Tuesday, April 8, 2008

through thick and thin...

Some people, it seems, are just destined to be your friends. It's not always obvious why they should be, because they may not share the same philosophical, political or experiential differences, but you're joined somehow by a shared something.  It's very hard to define. 
This weekend we drove a couple of hundred miles to help an old friend pack up his stuff in preparation for a move 2,000 miles away, to the Oklahoma Territory. For the past ten years or so, he'd been raising sheep and breeding and training Border Collies on a few hundred acres of high desert land in the beautiful and wide open country east of the Cascades near Bend, Oregon.  Now he's planning on creating a hunting and fishing reserve on 300+ acres in south eastern Oklahoma, practically a world away from Oregon, and a universe away from where we met in San Francisco.  
So, we packed up the van, left instructions for Caitie and Matt covering the idiosyncratic feeding and exercise schedules for the animals, and headed east at a fine clip, only to come to a screeching halt mandated stop about an hour later, and 3,500 feet in elevation.  Due to inclement weather that required the use of traction devices,  Dave was forced to pull into one of the many conveniently located chain-up areas on the western flank of Mt.

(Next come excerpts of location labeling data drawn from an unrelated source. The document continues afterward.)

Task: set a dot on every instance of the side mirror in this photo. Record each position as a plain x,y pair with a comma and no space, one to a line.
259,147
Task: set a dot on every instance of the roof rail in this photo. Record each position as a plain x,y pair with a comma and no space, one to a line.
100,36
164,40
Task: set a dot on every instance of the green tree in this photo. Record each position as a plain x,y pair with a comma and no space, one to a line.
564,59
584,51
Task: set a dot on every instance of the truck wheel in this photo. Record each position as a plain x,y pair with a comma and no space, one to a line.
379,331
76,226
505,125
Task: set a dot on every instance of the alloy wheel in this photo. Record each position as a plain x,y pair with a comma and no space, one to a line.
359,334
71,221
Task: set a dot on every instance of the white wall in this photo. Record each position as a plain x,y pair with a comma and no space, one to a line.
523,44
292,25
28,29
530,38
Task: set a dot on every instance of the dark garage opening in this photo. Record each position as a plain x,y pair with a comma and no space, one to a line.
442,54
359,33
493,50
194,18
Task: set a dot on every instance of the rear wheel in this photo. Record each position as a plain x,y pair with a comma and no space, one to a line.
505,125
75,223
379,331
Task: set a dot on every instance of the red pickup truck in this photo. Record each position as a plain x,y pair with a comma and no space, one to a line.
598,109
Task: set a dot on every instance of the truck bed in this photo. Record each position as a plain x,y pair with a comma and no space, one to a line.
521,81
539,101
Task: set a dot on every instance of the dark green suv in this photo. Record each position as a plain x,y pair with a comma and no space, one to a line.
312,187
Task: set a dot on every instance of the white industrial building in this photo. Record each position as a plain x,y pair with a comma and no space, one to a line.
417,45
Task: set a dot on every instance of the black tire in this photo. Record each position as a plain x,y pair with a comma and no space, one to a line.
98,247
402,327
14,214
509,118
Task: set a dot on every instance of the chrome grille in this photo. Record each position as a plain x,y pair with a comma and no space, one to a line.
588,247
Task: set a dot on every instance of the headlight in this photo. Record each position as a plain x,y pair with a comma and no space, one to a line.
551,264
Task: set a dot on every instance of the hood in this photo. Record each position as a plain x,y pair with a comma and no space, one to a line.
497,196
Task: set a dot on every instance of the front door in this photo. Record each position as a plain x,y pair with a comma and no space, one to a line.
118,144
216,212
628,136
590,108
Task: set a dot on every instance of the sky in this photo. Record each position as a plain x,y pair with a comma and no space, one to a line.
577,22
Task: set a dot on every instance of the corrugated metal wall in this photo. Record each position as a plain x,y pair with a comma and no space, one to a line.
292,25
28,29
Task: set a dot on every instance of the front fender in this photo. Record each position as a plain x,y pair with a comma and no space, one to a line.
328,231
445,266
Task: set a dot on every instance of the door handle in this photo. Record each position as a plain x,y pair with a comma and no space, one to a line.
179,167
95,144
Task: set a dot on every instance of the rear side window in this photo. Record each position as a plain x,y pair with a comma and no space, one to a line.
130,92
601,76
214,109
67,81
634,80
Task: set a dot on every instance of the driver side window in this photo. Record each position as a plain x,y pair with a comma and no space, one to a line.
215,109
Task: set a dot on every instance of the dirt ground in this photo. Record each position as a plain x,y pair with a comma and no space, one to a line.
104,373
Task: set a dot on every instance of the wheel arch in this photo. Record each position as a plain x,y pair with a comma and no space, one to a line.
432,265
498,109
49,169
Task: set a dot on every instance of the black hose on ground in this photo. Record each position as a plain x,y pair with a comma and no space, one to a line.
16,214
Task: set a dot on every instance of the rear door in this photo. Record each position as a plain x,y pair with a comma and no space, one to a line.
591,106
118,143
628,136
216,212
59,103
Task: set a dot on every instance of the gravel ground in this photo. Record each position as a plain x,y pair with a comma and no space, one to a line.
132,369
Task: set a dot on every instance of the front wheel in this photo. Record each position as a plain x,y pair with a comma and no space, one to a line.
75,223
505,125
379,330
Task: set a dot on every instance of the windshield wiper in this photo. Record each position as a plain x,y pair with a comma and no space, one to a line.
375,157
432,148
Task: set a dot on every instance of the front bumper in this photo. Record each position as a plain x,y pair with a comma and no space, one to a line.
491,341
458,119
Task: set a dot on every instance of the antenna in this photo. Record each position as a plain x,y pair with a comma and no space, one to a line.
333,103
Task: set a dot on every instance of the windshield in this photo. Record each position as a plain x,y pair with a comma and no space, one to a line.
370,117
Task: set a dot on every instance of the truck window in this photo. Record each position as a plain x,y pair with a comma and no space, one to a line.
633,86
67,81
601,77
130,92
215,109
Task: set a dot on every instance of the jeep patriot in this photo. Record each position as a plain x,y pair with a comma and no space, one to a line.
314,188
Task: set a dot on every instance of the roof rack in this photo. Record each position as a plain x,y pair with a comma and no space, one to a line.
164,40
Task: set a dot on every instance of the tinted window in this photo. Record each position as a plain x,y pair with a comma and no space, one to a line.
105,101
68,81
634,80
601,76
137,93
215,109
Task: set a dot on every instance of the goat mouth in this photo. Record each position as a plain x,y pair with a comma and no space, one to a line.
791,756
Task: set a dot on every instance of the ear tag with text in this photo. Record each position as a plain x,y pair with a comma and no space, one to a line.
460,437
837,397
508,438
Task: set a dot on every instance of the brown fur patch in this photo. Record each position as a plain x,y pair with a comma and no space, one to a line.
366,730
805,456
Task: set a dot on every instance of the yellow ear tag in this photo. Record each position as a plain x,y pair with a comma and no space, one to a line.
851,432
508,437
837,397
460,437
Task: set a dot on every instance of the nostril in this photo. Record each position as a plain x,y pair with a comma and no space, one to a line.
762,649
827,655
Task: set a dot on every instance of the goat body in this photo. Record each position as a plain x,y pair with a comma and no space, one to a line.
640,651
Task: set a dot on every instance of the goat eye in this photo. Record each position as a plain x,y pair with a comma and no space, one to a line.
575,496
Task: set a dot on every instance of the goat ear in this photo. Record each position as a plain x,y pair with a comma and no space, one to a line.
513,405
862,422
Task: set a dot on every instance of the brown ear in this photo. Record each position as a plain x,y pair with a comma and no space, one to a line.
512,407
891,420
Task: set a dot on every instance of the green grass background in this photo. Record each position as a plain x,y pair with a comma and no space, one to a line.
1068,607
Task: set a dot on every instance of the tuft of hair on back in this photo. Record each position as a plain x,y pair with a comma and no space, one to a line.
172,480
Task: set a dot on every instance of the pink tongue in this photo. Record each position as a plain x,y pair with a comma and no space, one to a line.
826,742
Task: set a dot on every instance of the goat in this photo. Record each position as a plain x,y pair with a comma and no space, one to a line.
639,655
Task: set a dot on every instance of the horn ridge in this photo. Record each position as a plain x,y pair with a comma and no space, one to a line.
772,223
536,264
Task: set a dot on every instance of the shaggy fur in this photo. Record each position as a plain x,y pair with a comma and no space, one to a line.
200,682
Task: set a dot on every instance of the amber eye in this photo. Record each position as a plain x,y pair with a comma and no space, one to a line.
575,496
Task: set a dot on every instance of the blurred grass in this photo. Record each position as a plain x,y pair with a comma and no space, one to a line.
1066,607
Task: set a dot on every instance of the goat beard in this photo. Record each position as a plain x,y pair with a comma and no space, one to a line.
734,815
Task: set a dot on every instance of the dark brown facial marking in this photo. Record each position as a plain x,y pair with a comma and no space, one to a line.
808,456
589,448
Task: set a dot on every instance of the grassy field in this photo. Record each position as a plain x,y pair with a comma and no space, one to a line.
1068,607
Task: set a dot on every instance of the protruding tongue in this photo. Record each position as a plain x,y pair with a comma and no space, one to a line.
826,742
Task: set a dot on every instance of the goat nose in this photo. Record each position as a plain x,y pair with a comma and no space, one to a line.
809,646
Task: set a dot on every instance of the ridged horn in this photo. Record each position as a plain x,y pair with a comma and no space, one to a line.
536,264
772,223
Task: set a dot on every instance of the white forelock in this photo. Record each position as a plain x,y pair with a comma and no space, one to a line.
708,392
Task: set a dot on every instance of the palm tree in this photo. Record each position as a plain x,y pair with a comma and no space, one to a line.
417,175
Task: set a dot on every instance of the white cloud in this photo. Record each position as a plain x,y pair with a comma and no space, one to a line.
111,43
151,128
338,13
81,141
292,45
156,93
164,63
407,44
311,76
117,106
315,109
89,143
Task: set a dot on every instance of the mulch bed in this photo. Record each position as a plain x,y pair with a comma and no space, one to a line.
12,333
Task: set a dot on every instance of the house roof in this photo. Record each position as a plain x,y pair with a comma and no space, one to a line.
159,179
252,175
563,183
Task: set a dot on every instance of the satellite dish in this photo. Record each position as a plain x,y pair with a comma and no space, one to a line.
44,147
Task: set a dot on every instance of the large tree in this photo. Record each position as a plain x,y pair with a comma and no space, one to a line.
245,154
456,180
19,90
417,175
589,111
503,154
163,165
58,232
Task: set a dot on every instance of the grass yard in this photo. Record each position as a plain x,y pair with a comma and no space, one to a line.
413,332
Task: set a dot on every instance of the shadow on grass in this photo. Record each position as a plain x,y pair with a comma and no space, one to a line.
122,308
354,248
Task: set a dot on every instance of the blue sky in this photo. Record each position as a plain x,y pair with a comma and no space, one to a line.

Hood and unpack the brand new, never-been-used tire chains from Les Schwab. (Meanwhile, giant luxury SUV's and jacked up 4 wheel drive pickup trucks full of weekend ski bums careened carefully maneuvered past, spraying dirty slush on our backs.) We tried to figure out the directions so thoughtfully printed on a vinyl mat meant to keep your knees dry when kneeling in the wet snow, but of course we didn't figure out the reason for the vinyl until after Dave got back in the van with soaking wet knees, his teeth chattering. In any event, I'm afraid I wasn't terribly helpful, aside from reading the directions to him in between recording the events for posterity (and blogging purposes, of course).
My hero eventually got the chains on properly and we continued our climb up and over the mountain, where we repeated the process in reverse. (This time I actually helped, managing to get the chains tangled around the axle a just tiny bit.) We made the rest of the trip almost without incident, getting lost only once (when I just happened to be at the wheel) but after driving only a few miles in the wrong direction, Dave insisted we stop to ask for directions at a friendly neighborhood Les Schwab dealer in Redmond. (Can you tell I'm a loyal customer?) And, yes we do know how to read maps, and certainly would have done so if someone hadn't stolen the Oregon map out of the car.
We eventually arrived at the ranch, albeit a few hours late, and after hugs all around, then downing a couple cups of coffee, we started in blowing dust off  admiring and carefully packing fragile antiques and irreplaceable collectibles, while our host also packed and orchestrated the whole process, all the while reminding us how valuable everything was.  (No pressure or anything!)  It was actually fun hanging out together again and catching up. After a few solid hours of packing and story-telling, the pile of boxes in the living room grew ever taller and the box of wine in the fridge grew emptier, and we gave up packing in favor of pizza and some mostly good-natured teasing about our respective political differences. He's a certified republican, gun owner, avid hunter, and opinionated member of the National Redneck Association, and I'm a bleeding heart, left-wing, opinionated New Deal democrat, and card carrying hippie. It's a testament to our level of tolerance and affection for each other that we could actually have any sort of political conversation at all, but even so, Dave spent a few tense minutes avoiding the controversy and trying to blend into the background by pretending to watch a fascinating Discovery channel documentary about Sasquatch on our host's big screen HD TV.  We ended the evening looking at websites and blogs (on his Apple macintosh...proof that he hasn't totally gone to the dark side), and comparing different website metering systems. All in all, an enlightening day.
The next morning, following a breakfast of quiche (I'm not kidding...I told you he's not a lost soul) and coffee,  we packed up a bunch more fragile collectibles. He collects the sharpest and heaviest stuff on the planet...knives, cleavers, hatchets, and about a ton (literally) of cast iron skillets and pots of every shape and size imaginable. He even gave me a couple of skillets. (I promise not to cook acid foods in them and to never ever clean them with soap!) After packing up the van with a few more gifts from his barn, sorting through his rock collection for some choice pieces he insisted we take for our garden, and hugs all around, we hit the road for home.  
The trip back over the pass was uneventful, and due to the heavy weekend ski traffic, the roads were clear and it was smooth sailing the rest of the way.  When we got almost home,  we were greeted by a rather Disney-esque group of clouds. And I knew then that everything was as it should be.

1 comment:

foolery said...

My husband and I are in opposite political camps, but I like to think we are saved by his reticence (GOD -- certainly not by MINE) and my ability to hold almost diametrically-opposed opinions in my pea brain. I just try to bite my tongue a lot for the sake of a relationship that is far more important than some two-bit politician.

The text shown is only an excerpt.